In this talk we show how social relationships can be managed to improve user-level sentiment analysis of microblogs, overcoming the limitation of the state-of-the-art methods that generally consider posts as independent data. Early approaches consist in exploiting friendship relations, but since two friends could have different opinions about the same topic, it could however be inappropriate to measure sentiment similarity. We show how combining post contents and approval relations may lead to significant improvements in the polarity classification of the sentiment both at post and at user level 

Ensemble Learning for Sentiment Analysis

Enza Messina, Professor, Department of Informatics Systems & Communication (DISCo) – University of Milano-Bicocca, Italy

Polarity classification is one the most relevant tasks for analysing the sentiment of the huge amount of textual data on the Web. Most existing approaches select the best classification model but these do not take into account the inherent complexity of natural language, particularly when dealing with user generated contents. This talk presents a paradigm of ensemble learning which reduces the noise sensitivity related to language ambiguity and therefore provides a more accurate prediction of the polarity. 

Identifying Types of Sentiment Spikes that Have Significant Predictive Power

Tomaso Aste, Head of the Financial Computing & Analytics Group and Director of the MSc in Financial Risk Management  & Olga Kolchyna, Ph.D Researcher, University College London  & Tharsis Souza, PhD Researcher, University College London

We study the power of Twitter sentiment to predict consumer sales, by analysing sales for 50 companies and over a 100 million tweets mentioning those companies along with their sentiment. We developed a robust method for identifying and clustering bursts in sales and Twitter Sentiment series based on their shape. We find that bursts from Twitter Sentiment time series can be clearly separated into four categories. For each category we calculate the number of sales events that are preceded by Twitter volume bursts. We find that prediction of sales based on unclustered Twitter spikes is not better than random guessing, however, clustering of Twitter Sentiment bursts revealed two classes of spikes that have significant (p-value < 0.01) predictive power.

 

SAS® Text Analytics and Sentiment Analysis

Federico Alberto Pozzi and Marco Zavarini (SAS Institute)
In this talk, we will present the SAS® solutions for Text Analytics and Sentiment Analysis. In particular, a demo using SAS® Visual Analytics will be presented. In this demo, we will present two case studies based on real data regarding a famous customer in the banking sector. The first case study regards the customer care, where data are retrieved from the customer's official facebook page, while the second case study regards the brand analysis on textual information coming from different online sources.
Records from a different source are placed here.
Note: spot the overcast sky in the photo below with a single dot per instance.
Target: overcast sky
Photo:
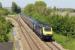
(51, 3)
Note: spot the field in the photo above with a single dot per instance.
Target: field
(67, 43)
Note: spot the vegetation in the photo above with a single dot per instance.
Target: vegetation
(5, 26)
(63, 25)
(15, 8)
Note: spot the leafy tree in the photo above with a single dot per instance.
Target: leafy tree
(0, 5)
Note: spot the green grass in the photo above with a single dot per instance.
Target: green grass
(10, 36)
(67, 43)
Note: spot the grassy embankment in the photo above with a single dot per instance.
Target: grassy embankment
(68, 43)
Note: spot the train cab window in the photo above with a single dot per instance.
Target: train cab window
(47, 29)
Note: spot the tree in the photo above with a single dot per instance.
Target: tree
(0, 5)
(15, 8)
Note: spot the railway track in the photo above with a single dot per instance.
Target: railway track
(33, 41)
(51, 45)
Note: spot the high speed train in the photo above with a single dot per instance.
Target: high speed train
(44, 31)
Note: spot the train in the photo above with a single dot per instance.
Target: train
(44, 31)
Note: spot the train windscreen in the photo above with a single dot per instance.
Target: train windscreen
(47, 28)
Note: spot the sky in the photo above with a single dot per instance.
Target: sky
(50, 3)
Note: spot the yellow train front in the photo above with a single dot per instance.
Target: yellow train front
(47, 33)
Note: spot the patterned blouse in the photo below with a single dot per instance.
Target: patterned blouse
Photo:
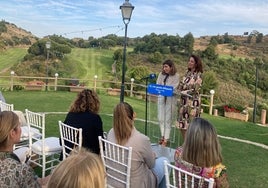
(189, 105)
(218, 172)
(15, 174)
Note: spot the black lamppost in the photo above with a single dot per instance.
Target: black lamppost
(255, 95)
(48, 45)
(257, 62)
(126, 10)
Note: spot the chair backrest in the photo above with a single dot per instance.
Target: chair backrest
(181, 178)
(37, 121)
(117, 161)
(6, 107)
(71, 138)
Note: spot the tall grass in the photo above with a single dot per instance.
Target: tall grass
(247, 164)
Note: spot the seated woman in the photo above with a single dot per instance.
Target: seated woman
(83, 114)
(81, 170)
(146, 169)
(201, 153)
(13, 173)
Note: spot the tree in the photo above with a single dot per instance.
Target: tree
(210, 53)
(188, 43)
(209, 82)
(259, 38)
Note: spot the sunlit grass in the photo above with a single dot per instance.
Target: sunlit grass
(246, 164)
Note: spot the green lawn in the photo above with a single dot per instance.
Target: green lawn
(247, 164)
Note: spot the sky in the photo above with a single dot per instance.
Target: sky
(98, 18)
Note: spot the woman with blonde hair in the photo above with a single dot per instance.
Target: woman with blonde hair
(201, 153)
(83, 114)
(146, 169)
(166, 106)
(13, 173)
(80, 170)
(189, 88)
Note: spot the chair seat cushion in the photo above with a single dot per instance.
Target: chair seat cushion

In particular, we will see how to detect the hot topics, analyse the overall sentiment and the sentiment taxonomy. At the end, the SAS® infrastructure for high-performance analytics will be discussed. 

Three overview presentations (details TBC): 

Text to sentiment classification process: the approaches taken and features offered to clients 

Presentation 1: RavenPack

Presentation 2: Bloomberg

Presentation 3: Thomson Reuters 

 Panel with Discussion and Q & A

Led by Tomaso Aste, University College London 

Close of Workshop 

17:00 CLOSE